Additionally, more than 75 percent of all businesses in our commonwealth are small businesses filing taxes at the PIT rate – a rate that would increase by 14 percent under the Governor’s plan. This is an additional 14 percent of revenue that cannot be reinvested into expanding, hiring, or increasing benefits for the many employees of small businesses throughout our commonwealth. The effects would be powerfully negative. (More here: PA Answers the Governor)

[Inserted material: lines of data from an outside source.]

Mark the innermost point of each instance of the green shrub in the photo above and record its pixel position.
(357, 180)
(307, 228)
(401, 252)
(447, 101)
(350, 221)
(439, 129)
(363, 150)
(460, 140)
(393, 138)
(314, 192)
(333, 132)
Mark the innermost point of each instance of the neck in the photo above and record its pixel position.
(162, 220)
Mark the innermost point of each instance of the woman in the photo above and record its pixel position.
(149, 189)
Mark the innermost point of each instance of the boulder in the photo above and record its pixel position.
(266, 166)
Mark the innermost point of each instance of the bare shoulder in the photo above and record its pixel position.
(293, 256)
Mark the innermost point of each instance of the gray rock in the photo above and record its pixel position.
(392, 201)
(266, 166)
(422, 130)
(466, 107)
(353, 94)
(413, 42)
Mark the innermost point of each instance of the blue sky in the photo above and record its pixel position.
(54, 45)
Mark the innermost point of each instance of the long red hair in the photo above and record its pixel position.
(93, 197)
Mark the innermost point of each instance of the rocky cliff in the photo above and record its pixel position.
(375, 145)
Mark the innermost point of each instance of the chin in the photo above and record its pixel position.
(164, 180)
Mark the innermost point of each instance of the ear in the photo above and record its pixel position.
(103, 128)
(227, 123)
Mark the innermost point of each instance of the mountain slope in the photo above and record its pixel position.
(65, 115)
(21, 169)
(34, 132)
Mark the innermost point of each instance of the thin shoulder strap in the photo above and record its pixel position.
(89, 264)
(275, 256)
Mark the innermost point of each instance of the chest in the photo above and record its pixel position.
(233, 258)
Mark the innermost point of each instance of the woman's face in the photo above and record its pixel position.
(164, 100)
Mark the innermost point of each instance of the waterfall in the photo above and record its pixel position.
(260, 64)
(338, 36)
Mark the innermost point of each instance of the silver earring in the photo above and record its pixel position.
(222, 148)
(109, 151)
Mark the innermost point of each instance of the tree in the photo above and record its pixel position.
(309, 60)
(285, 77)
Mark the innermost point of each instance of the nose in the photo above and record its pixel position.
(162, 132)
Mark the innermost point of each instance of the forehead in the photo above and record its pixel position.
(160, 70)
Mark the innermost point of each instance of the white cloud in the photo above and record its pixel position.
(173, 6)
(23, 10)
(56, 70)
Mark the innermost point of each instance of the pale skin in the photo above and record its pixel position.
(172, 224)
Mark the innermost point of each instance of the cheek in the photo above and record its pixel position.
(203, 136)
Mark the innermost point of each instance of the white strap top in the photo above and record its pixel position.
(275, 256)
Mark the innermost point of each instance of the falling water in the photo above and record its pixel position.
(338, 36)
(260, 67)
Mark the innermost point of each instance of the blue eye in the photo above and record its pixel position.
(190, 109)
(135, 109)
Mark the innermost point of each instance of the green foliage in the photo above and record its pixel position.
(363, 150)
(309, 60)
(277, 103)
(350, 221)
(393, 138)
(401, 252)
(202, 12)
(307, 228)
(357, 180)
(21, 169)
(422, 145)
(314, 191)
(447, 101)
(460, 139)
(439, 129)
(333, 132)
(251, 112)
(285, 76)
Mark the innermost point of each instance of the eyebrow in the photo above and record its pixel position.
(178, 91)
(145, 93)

Placing additional taxes on natural gas extraction is irresponsible given the existing impact fee, our corporate tax structure, and current market conditions. Manufacturers, employers, and families depend on affordable and reliable energy to sustain their way of life. If we want to get the most out of the natural gas industry and all the tax revenue that will result from it we must let the industry grow – not punish it with a specific punitive tariff. And to tax what’s becoming a successful industry in its infancy in order to subsidize the alternative energy industry is foolhardy. Pennsylvania realized minimal results from “investing” more than $550 million into solar and wind projects, not to mention additional billions from the federal “stimulus”. The truth is that the abundance of natural gas has lowered energy prices for industrial and residential users while simultaneously lowering CO2 emissions. Instead of finding ways to drive this industry out of our commonwealth, we ought to be asking how to optimize conditions for growth. (More here: Broken Promises of Green Energy Programs)

Governor Wolf has threatened to cut social services and school funding if his tax proposal is denied by the General Assembly. This threat is wrongheaded since the budget passed in June increased funds, across the board, for social services and education. It’s clear that the choice is NOT between a broad-based tax increase or funding cuts. Education funding has risen every year over the last four without a single tax increase. Today, Pennsylvania spends more on education than in the entire history of our commonwealth; ranking 10th in the nation in per-pupil spending. There are ways to improve educational efficiencies and effectiveness: pension reform, prevailing wage reform, stopping unfunded mandates, improving classroom evaluations, increasing access to school choice, and many other needed reforms would be a good place to start. (More here: Education Funding In Pennsylvania: Myth Versus Fact)

Let’s help our economy grow, let’s inspire industry, and let’s pass a responsible budget with no new taxes or tax increases. Patriotism and civic pride demand it!